Indices de défavorisation

Pour l’année scolaire 2020-2021, 705 écoles primaires et 199 écoles secondaires sont considérées « défavorisées » (rangs déciles 8, 9 ou 10) d’après l’indice de milieu socio-économique (IMSE). Ces écoles accueillent respectivement un total de 156 361 et 102 912 élèves, soit 30 % de l’effectif du réseau public pour chacun de ces deux ordres d’enseignement.

Le Ministère utilise deux indices de défavorisation afin d’assurer une répartition équitable des ressources financières entre les centres de services scolaires/commissions scolaires (CSS/CS) : l’Indice de milieu socio-économique (IMSE) et l’Indice de seuil de faible revenu (SFR). Ces indices permettent, selon les besoins, de cibler des écoles ou des bâtiments, afin de tenir compte du pourcentage d’élèves provenant de milieux défavorisés dans chaque CSS/CS.

L’Indice de milieu socio-économique (IMSE)

L’IMSE est constitué de la proportion des familles avec enfants dont la mère n’a pas de diplôme, certificat ou grade (cette variable représente les deux tiers du poids de l’indice) et de la proportion de ménages dont les parents n’étaient pas à l’emploi durant la semaine de référence du recensement canadien (cette variable représente le tiers du poids de l’indice).
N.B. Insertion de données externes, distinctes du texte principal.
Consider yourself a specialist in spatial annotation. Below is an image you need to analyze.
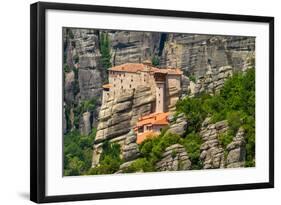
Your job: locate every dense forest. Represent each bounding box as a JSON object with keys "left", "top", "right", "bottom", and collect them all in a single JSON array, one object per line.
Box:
[{"left": 64, "top": 68, "right": 255, "bottom": 176}]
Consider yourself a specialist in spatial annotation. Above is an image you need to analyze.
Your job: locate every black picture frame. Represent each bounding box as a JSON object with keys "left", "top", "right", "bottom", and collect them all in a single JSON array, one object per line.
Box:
[{"left": 30, "top": 2, "right": 274, "bottom": 203}]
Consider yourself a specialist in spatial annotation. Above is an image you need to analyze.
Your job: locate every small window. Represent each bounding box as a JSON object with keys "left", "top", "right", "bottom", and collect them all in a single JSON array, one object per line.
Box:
[{"left": 138, "top": 127, "right": 143, "bottom": 132}]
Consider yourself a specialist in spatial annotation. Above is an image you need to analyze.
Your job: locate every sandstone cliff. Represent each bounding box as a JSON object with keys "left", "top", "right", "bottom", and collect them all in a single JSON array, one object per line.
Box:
[{"left": 63, "top": 28, "right": 255, "bottom": 174}]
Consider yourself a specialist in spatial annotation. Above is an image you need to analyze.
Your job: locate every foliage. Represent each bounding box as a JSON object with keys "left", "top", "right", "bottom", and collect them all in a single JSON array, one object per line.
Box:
[
  {"left": 88, "top": 141, "right": 123, "bottom": 175},
  {"left": 218, "top": 132, "right": 233, "bottom": 149},
  {"left": 176, "top": 69, "right": 255, "bottom": 166},
  {"left": 183, "top": 132, "right": 202, "bottom": 169},
  {"left": 100, "top": 32, "right": 111, "bottom": 69},
  {"left": 151, "top": 55, "right": 160, "bottom": 66},
  {"left": 188, "top": 75, "right": 196, "bottom": 83},
  {"left": 63, "top": 129, "right": 96, "bottom": 176},
  {"left": 63, "top": 63, "right": 71, "bottom": 73},
  {"left": 73, "top": 55, "right": 79, "bottom": 63},
  {"left": 176, "top": 94, "right": 210, "bottom": 133},
  {"left": 123, "top": 158, "right": 155, "bottom": 173}
]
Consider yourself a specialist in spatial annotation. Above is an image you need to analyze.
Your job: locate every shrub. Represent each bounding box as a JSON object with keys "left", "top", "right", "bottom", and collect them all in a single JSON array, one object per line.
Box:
[
  {"left": 151, "top": 55, "right": 160, "bottom": 66},
  {"left": 183, "top": 132, "right": 202, "bottom": 169},
  {"left": 123, "top": 158, "right": 155, "bottom": 173},
  {"left": 100, "top": 32, "right": 111, "bottom": 69},
  {"left": 64, "top": 128, "right": 96, "bottom": 176},
  {"left": 87, "top": 141, "right": 123, "bottom": 175},
  {"left": 176, "top": 69, "right": 255, "bottom": 166}
]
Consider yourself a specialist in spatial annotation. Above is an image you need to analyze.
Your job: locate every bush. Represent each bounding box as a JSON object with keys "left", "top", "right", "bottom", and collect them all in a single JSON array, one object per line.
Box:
[
  {"left": 64, "top": 128, "right": 96, "bottom": 176},
  {"left": 123, "top": 158, "right": 155, "bottom": 173},
  {"left": 88, "top": 141, "right": 123, "bottom": 175},
  {"left": 151, "top": 55, "right": 160, "bottom": 66},
  {"left": 183, "top": 132, "right": 202, "bottom": 169},
  {"left": 188, "top": 75, "right": 196, "bottom": 83},
  {"left": 100, "top": 32, "right": 111, "bottom": 69},
  {"left": 176, "top": 69, "right": 255, "bottom": 166},
  {"left": 73, "top": 55, "right": 79, "bottom": 63}
]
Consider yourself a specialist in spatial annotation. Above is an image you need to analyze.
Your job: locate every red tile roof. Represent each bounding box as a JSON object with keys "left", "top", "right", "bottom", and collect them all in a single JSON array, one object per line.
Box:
[
  {"left": 102, "top": 84, "right": 112, "bottom": 88},
  {"left": 137, "top": 131, "right": 158, "bottom": 144},
  {"left": 108, "top": 63, "right": 182, "bottom": 75},
  {"left": 136, "top": 112, "right": 169, "bottom": 127}
]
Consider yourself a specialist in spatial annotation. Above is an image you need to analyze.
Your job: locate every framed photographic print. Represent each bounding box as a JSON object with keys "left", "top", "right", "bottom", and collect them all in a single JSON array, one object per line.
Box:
[{"left": 30, "top": 2, "right": 274, "bottom": 203}]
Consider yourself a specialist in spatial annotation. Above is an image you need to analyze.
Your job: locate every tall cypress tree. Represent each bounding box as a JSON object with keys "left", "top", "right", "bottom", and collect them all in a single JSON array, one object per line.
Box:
[{"left": 100, "top": 32, "right": 111, "bottom": 69}]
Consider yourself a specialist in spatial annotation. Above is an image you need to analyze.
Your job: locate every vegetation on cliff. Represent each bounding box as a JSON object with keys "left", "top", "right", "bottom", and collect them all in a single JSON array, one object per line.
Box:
[
  {"left": 122, "top": 69, "right": 255, "bottom": 172},
  {"left": 63, "top": 129, "right": 96, "bottom": 176},
  {"left": 64, "top": 69, "right": 255, "bottom": 175}
]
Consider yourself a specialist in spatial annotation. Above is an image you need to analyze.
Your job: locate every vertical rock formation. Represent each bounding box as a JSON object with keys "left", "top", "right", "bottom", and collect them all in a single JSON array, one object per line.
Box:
[
  {"left": 226, "top": 128, "right": 246, "bottom": 168},
  {"left": 190, "top": 66, "right": 233, "bottom": 96},
  {"left": 200, "top": 118, "right": 228, "bottom": 169},
  {"left": 109, "top": 31, "right": 161, "bottom": 65},
  {"left": 79, "top": 112, "right": 91, "bottom": 135},
  {"left": 156, "top": 144, "right": 191, "bottom": 171},
  {"left": 92, "top": 86, "right": 155, "bottom": 167},
  {"left": 160, "top": 34, "right": 255, "bottom": 77},
  {"left": 165, "top": 113, "right": 187, "bottom": 137}
]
L’Indice du seuil de faible revenu (SFR)

Le SFR correspond à la proportion des familles avec enfants dont le revenu est situé près ou sous le seuil de faible revenu. Le seuil de faible revenu est défini comme le niveau de revenu selon lequel on estime que les familles consacrent 20 % de plus que la moyenne générale à la nourriture, au logement et à l’habillement. Il fournit une information qui sert à estimer la proportion des familles dont les revenus peuvent être considérés comme faibles, en tenant compte de la taille de la famille et du milieu de résidence (région rurale, petite région urbaine, grande agglomération, etc.).

Déclinaison des indices de défavorisation :

  • Année scolaire
  • Centre de services scolaire/Commission scolaire
  • Écoles primaires et secondaires
     

Commentaires

La méthodologie de calcul des indices de défavorisation (IMSE et SFR) se fonde sur les données issues du Recensement canadien qui a lieu tous les cinq ans. Depuis l’année 2017-2018, les indices de défavorisation se basent sur les données du Recensement de 2016. Il s’agit d’une actualisation après un statu quo de dix ans, puisque les données du Recensement de 2006 étaient utilisées, le Recensement de 2011 n’ayant pu être mobilisé en raison de l’abolition du questionnaire long.

L’utilisation de nouvelles données du Recensement de 2016 a entraîné en 2017-2018 des changements importants dans le classement des écoles défavorisées, comparativement aux années précédentes. Ces changements traduisaient l’évolution de la mobilité de la population, l’actualisation des données socio-économiques des familles québécoises ayant au moins un enfant âgé de 0 à 18 ans (Recensement de 2016) et la mise à jour de la carte des unités de peuplement, pour laquelle les CSS/CS ont été consultés. En effet, selon leur position géographique, les familles québécoises sont rassemblées, à l’échelle du territoire, dans l’une des 3 680 unités de peuplement établies par le Ministère. 

Pour les trois dernières actualisations des indices de défavorisation (2018-2019, 2019-2020 et 2020-2021), on note des différences beaucoup moins marquées que lors de l’actualisation de 2017-2018. Cette stabilité s’explique par le fait que les indices sont calculés selon les données d’un même recensement (celui de 2016) et que les changements observés sont principalement dus à la mobilité des élèves d’une école à l’autre et à la variation du nombre d’établissements (fusions, scissions, fermetures et ouvertures d’écoles).

Les indices de défavorisation sont calculés annuellement et distinctement pour les écoles primaires (sans le préscolaire) et pour les écoles secondaires. Ils sont regroupés en rang décile (chaque rang comprenant 10 % des élèves) afin de situer la place relative de l’école parmi l’ensemble des écoles publiques, et ce, pour l’enseignement primaire et secondaire. 

À noter que les écoles peuvent regrouper plus d’un bâtiment scolaire, qu’aucun indice n’est calculé pour les écoles des commissions scolaires à statut particulier (Crie, Kativik ilisarniliriniq et du Centre de services scolaire du Littoral) et que seules les écoles ayant un effectif minimum de 30 élèves font l’objet d’une publication de leurs indices de défavorisation (sans entente MEQ-MSSS).